Writers of the Scottish Renaissance once met here in fashionable studios; Helen Cruickshank, Edwin Muir, Fionn MacColla and Hugh MacDiarmid amongst others. This was the beginning of a reawakening, a raising of national consciousness through art, literature and provocative argument. Without these people no seeds would be planted for a modern movement, and we would all be poorer for it.
The morning papers show similar headlines, reading: “A No vote will settle Scotland’s future once and for all.” The Secretary of State for Scotland outlines the case for a heavier Government presence in Scotland after a No vote. The British Government must be more present, more visible, he says – remind folk who’s in charge. Remind folk they’re British. This is a blueprint for the Government’s influence in Scotland, not Scotland’s influence in the Government. In the town of Muirs, MacDiarmids and Cruickshanks the thought of it seems lost and regressive.
The proposed solidifying of the United Kingdom after a No vote tells us something important; that the idea of Britain as the bedrock of our civilisation, of our functionality, is still prevalent in the minds of those who govern us; that it is the Government, not the people, who hold power.

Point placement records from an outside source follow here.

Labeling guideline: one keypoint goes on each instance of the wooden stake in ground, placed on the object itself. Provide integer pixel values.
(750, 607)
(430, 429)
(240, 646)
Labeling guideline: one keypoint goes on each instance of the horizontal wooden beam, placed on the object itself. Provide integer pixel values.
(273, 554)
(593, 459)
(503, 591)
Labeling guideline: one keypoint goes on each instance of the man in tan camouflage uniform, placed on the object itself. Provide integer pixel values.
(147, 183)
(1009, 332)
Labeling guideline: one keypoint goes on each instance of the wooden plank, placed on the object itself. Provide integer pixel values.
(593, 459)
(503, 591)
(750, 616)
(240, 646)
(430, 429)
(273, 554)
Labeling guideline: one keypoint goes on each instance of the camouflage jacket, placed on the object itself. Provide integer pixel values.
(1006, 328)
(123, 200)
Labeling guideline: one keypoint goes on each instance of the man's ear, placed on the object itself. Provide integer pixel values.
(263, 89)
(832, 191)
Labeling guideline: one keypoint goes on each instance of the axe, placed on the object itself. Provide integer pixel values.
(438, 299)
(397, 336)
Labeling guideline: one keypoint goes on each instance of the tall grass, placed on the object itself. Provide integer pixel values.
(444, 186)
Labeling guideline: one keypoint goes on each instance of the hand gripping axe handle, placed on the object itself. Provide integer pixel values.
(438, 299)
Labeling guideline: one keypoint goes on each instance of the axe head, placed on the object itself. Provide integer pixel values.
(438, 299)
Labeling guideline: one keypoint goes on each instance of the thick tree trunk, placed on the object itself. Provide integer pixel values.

We pull into the roadside in front of the Links Hotel, our venue for the evening, and the eager faces and voices entering through the doors suggest another thing altogether. This is a country coming into its own, rediscovering, revitalising itself. We set up the Airstream trailer and a great wooden ‘Vote Yes’ sign, painted white, leant against a nearby wall. An Englishwoman on holiday stops to offer her support. “Go for it,” she says, “I would if I could.”
Inside, the poet, islander and NHS worker, Morgan Downie, opens the night. “I don’t believe in nationalisms,” he begins, “I believe in people. I believe in the will of the people.”
He draws threads between the knowing of the self and the knowing of the community, and how that enlivens and empowers people. “I would like to see a greater spectrum of education in Scotland. I’d like children to be able to go outside and know the names of the trees and the birds.”
A poem about learning and memory ends with the words: “We are bright, and ready.”
Later, a musician by the name of Esperi performs an intricate and complex one-man-band, with all shapes and sizes of instruments recorded live and played on loop until finally a tune appears, like a whole orchestra in miniature, loud and electric. In the country unfamiliar its own voice comes a tremendous noise like the shifting of the earth.
A man at the back of the room reaches for his phone and dials the number of a friend. “Get along here,” he says, “You’ve got to see this.”